When first diving into OSGi, you probably don’t notice fragments at all. After a while, once you become familiar with the concept and the main parts of the spec, you start looking into ways to accomplish things, which were fairly simple done in plain Java, but might be really painful in OSGi. By then the latest, you’ll find them in the spec and they are really tempting in so many ways. Before I elaborate on that, let me just summarize the main features of fragments in order to give everyone a chance to follow.
Fragments, like bundles are just simple jar files with additional manifest headers; actually they are almost the same as the bundle manifest headers. At first glance, bundles and fragments look alike. Both are jars by definition and specify additional manifest headers. The huge difference is that a Fragment is like virus. It needs to be attached to a host in order to function. During the attaching process of a fragment to a exactly specified host, the manifest files were logically merged if not conflicting and the dependencies are being resolved, if possible (if not possible, the fragment will just not be resolved and attached). After that, the resources in the fragments are loadable with the host ClassLoader, thus the Fragment does NEVER have its own ClassLoader (but its own ProtectionDomain if not an extension fragment, but we are not going there). Actually, there are quiet a few more things worth mentioning, but to understand what I am training to explain here, it should be fine. If something beyond that is needed, I am going to explain it as we go.
Now, that we know, what a Fragment is, what is it actually for where is the problem. Well, the purpose as described in the spec is pretty straight forward and logic. For customization of your bundle depending on the environment, often only very little, yet delicate changes are sometimes necessary. This can be a simple localization issue of your translations or the packaging of system dependant libraries like “dll”, “.so” or “.dmg” you are invoking in your bundle code. Depending on system properties like “os.name” or “lang” you can let the container decide, which bundles/fragments suit your environment – so far so good.
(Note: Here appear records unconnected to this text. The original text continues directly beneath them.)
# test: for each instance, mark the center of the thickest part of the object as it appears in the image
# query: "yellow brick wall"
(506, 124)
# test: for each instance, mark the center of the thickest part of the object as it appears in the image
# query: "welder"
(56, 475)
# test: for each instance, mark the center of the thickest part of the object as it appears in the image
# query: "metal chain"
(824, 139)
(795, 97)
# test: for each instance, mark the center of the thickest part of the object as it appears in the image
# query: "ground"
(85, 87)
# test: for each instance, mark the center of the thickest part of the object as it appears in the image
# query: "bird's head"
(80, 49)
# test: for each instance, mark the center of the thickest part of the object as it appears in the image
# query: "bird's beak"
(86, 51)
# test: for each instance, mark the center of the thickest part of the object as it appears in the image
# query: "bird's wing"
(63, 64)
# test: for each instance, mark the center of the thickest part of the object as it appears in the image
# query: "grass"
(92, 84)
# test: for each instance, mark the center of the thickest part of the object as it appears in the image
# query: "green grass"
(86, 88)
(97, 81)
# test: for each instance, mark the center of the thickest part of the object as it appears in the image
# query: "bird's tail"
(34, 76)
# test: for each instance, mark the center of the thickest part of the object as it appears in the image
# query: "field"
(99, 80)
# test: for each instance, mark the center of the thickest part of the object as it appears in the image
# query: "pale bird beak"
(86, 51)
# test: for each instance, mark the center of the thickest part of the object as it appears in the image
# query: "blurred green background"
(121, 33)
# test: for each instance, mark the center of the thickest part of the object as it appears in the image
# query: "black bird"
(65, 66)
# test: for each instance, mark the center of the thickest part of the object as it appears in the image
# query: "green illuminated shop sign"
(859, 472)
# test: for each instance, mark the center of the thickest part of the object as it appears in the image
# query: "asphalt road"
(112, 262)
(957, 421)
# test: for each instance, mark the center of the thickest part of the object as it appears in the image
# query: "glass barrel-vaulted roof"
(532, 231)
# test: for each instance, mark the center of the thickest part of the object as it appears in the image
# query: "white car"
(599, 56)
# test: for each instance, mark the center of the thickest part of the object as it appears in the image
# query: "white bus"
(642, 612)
Now, where might be the problem with that? To motivate this, one has to keep in mind that one of the strengths of OSGi is its encapsulation model. Based on this declarative, strong and rigid component definition, OSGi became a very robust deployment format/ environment. A bundle or component is very expressive about its requirements and features, which makes it easy to handle them. Now, with Fragments attached to a host, the behavior of the host might change, without any changes of the version information within the bundle. The former strong formalism is now softened. Especially if you look into Software Product Lines, where you have thousands of bundles in many different versions, dynamically wired together, you can’t test every combination effectively; you have to be sure, that you can rely on a certain behavior, enforced by the component contract, which is in this case no longer possible.
The question is how a fragment potentially manages to violate the component contract. Concerning this question, there has been a discussion on the OSGi-Dev list this week. Just imagine you have a bundle X with three packages a, b and c. Fragment F defines one Import-Package: b. Another Bundle Z provides the package b as an export and has c internally available (see figure).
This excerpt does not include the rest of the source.